We were approaching Paris. At the descent of St. Cyr, I was struck with the width of the roads, and with the regularity of the plantations. We speedily reached Versailles ; the orangery and its flights of marble steps, roused me from my indifference. The success of the war in America had

brought back triumphs to the palace of Louis XIV; the Queen reigned there in all the splendour of youth and beauty. The throne, so near its fall, seemed never to have been so firm. And I, an obscure traveller, was to survive that pomp, I was to remain to see the woods of Trianon as desert as those from which I had just come.

At last we entered Paris. I fancied I saw on every countenance a mocking air; like the gentleman of Perigord, I believed that people only looked at me to turn me into ridicule. Madame Rose gave orders to be driven to the Rue de Mall, to the Hotel de l'Europe, and took the speediest means of disencumbering herself of her silly companion. I had scarcely alighted from the carriage, when she said to the porter, "Show this gentleman to a room-your servant," added she, making a hasty curtsey. I have never since met with Madame Rose.

Berlin, March, 1821.

MY BROTHER-MY COUSIN MOREAU-MY SISTER LA COMTESSE DE FARCY.

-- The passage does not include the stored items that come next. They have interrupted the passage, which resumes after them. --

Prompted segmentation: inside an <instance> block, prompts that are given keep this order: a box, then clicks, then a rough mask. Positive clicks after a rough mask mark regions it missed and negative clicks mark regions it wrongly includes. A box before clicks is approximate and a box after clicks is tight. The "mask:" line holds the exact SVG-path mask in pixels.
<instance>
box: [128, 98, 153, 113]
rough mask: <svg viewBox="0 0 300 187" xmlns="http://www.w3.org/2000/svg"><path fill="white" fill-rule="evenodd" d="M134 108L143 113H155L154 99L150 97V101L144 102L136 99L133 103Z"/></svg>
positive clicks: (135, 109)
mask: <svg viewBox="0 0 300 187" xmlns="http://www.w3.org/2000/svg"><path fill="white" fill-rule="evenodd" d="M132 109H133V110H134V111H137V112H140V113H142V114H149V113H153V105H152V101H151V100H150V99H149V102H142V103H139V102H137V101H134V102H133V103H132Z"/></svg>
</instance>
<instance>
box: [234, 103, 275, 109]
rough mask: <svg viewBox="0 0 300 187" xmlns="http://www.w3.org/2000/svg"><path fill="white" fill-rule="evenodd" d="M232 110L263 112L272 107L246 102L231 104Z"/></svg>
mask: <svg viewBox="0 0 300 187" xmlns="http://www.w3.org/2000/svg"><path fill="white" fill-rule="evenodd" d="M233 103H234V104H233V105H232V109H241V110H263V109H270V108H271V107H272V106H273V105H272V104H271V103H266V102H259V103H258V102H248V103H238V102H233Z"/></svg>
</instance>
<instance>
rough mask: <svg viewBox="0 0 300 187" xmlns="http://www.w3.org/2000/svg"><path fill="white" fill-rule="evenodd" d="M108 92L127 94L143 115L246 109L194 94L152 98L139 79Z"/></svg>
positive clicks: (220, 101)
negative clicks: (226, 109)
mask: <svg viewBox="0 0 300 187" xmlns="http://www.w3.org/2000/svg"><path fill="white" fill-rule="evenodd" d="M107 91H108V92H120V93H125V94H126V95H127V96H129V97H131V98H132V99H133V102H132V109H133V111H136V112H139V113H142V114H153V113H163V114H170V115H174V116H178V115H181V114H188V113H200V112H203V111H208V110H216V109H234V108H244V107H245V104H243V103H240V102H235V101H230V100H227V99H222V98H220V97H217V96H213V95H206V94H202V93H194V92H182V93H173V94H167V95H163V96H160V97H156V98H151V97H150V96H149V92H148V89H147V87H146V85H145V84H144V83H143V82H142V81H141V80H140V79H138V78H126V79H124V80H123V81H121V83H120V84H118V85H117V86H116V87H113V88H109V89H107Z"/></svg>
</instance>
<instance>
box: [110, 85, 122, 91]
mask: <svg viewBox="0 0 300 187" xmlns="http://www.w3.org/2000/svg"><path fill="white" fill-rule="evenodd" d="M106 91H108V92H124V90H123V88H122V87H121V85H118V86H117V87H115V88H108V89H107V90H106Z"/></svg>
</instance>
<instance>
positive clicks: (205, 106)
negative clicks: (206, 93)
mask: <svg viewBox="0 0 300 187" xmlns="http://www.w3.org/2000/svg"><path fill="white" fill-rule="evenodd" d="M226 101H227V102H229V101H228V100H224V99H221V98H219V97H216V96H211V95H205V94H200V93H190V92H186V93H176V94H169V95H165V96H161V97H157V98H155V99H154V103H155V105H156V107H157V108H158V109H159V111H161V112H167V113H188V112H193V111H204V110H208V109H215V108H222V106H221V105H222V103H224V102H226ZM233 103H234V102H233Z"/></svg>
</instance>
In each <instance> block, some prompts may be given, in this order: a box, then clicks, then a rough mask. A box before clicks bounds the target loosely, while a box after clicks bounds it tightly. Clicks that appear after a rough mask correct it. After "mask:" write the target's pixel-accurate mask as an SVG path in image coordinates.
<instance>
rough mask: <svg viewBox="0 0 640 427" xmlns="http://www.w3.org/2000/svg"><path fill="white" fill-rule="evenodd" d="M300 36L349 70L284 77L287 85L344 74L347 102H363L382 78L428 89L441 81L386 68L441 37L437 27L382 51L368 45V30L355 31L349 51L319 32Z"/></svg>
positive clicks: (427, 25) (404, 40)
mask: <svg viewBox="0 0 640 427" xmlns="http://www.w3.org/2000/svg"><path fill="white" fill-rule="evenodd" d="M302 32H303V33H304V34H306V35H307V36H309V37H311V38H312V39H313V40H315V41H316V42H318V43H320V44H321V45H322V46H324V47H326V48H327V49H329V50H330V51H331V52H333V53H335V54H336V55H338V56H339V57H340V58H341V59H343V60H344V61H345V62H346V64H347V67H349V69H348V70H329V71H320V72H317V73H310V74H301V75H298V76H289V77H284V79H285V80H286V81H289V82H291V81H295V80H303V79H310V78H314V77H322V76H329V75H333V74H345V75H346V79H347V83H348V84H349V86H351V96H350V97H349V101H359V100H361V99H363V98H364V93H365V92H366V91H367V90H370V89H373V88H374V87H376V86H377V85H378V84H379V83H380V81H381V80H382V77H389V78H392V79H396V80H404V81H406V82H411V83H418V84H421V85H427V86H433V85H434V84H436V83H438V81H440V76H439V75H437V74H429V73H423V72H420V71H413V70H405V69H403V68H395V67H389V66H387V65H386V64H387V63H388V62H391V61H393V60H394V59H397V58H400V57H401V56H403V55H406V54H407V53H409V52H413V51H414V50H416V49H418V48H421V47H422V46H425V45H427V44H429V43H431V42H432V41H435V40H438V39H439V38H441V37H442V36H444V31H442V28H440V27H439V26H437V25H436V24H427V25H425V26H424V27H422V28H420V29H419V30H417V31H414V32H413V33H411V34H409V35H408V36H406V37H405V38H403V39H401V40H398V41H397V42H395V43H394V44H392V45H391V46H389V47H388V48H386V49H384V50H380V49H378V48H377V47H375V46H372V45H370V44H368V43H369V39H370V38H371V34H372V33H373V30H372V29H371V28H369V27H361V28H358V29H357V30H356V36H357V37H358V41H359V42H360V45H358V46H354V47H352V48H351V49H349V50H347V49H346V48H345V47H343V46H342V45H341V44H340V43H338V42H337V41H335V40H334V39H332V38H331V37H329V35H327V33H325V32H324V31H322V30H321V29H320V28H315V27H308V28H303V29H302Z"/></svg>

A woman preceded me up a black and worn staircase, with a ticketed key in her hand; a Savoyard followed me, carrying my small trunk. Having reached the third floor, the chamber-maid opened a room, and the Savoyard placed my portmanteau across the arms of an arm-chair. The woman then said to me, "Does Monsieur wish for any thing?" I replied, "No." Three blasts of a whistle were blown; the woman cried: "Off they go!" went quickly out of the room, shut the door, and ran down stairs with the Savoyard. When I found myself shut up alone, my heart was oppressed in so strange a manner that I was very near resuming my way back to Bretagne. All that I had heard of Paris recurred to my mind; I was embarrassed in a thousand ways. I should have liked to go to bed, but the bed was not made; I was I was hungry, but I knew not how to get my dinner.